Ingrediënten
Bereiden:
Maak de witloofrolletjes:
Verwijder het hart uit het witloof, zorg dat de blaadjes niet openvallen. Smelt de boter en kleur hierin het witloof lichtjes aan. Kruid aan beide kanten met peper en zout. Voeg een bodempje water toe en braiseer het witloof ca. 1 uur onder bakpapier met het deksel op de pan. Haal het witloof uit de pan en houd de jus opzij voor de saus.
Maak de puree:
Kook de aardappelen met de schil in gezouten water. Giet af, spoel onder koud water en pel ze. Pureer de aardappelen met de stamper, roer de boter erdoor en breng op smaak met peper en zout.
Maak de saus:
Laat de boter smelten en roer de bloem erdoor tot een droge roux.
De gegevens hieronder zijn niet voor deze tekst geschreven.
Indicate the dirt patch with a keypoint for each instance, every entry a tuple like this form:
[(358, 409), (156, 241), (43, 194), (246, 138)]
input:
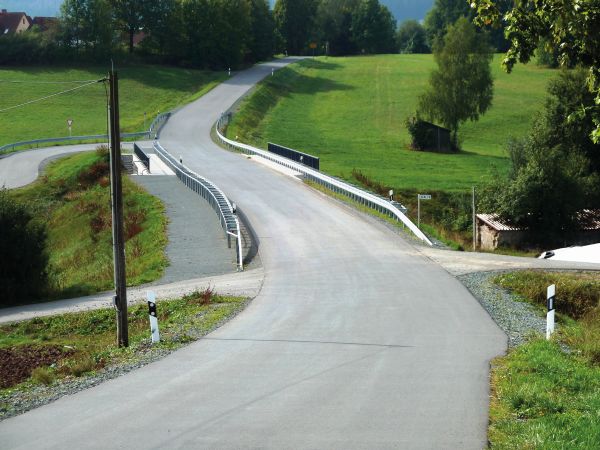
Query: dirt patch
[(16, 363)]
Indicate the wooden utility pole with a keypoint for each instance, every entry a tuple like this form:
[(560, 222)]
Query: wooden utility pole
[(116, 191), (474, 221)]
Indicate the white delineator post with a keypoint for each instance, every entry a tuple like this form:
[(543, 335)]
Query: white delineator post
[(550, 314), (151, 296)]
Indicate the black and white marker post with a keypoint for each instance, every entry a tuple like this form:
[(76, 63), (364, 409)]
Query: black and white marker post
[(151, 296), (550, 314)]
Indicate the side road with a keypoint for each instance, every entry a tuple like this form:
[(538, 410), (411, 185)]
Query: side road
[(240, 284)]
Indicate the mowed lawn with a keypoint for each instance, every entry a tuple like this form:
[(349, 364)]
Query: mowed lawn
[(142, 89), (350, 112)]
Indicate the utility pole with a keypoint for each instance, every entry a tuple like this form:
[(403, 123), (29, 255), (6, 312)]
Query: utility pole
[(117, 212), (474, 221)]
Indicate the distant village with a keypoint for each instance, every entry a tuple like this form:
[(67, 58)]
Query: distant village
[(18, 22)]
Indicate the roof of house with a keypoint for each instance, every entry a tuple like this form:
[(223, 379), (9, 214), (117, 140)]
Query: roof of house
[(45, 22), (9, 21), (493, 220), (589, 220)]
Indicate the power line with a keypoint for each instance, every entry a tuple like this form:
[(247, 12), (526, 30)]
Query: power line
[(50, 96), (46, 82)]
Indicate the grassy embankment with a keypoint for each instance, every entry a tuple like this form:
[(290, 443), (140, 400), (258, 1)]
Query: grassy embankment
[(44, 350), (542, 395), (142, 89), (73, 199), (350, 112)]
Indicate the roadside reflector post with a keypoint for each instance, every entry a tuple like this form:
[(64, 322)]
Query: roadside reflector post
[(419, 198), (151, 297), (551, 293)]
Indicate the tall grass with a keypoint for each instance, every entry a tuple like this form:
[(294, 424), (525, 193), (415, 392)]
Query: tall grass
[(544, 396), (73, 199)]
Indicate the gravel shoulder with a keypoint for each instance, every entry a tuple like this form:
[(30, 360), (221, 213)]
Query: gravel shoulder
[(519, 320)]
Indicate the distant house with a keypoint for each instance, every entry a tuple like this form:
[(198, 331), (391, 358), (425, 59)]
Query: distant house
[(14, 22), (45, 23), (492, 232)]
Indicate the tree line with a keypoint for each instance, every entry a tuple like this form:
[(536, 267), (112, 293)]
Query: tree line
[(216, 34)]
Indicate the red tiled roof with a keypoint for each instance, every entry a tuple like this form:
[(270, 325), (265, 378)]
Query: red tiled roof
[(589, 220), (9, 22)]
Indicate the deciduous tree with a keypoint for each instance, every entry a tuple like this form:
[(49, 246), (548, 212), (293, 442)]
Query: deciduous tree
[(461, 88)]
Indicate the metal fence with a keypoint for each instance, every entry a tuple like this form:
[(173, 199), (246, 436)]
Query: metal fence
[(212, 194), (145, 159), (152, 133), (294, 155), (372, 201)]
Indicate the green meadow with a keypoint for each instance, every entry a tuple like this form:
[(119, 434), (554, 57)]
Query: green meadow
[(350, 112), (143, 89)]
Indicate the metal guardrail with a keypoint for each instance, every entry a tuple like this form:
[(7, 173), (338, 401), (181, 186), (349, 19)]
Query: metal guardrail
[(211, 193), (152, 133), (145, 159), (294, 155), (333, 184)]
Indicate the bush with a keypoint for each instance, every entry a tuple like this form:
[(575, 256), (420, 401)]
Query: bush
[(43, 375), (576, 296), (23, 274)]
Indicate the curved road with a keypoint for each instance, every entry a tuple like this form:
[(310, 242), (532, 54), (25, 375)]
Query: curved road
[(356, 340)]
Bevochtig met de melk en laat de saus even opkoken. Kruid af met peper, zout en nootmuskaat. Klop er vijf lepels bakvocht van het witloof door. Meng de Gruyère onder de saus en laat smelten.
Werk af:
Warm de oven voor op 180°C. Beboter een ovenschotel. Rol de witloof stronkjes in de ham en schep de saus erover. Strooi de Gruyère erover en bak 15 minuten in de voorverwarmde oven. Zet de schotel onder de grill en gratineer tot een mooi krokant korstje.
Serveren:
Serveer de gratin met de puree en schep er wat saus bij.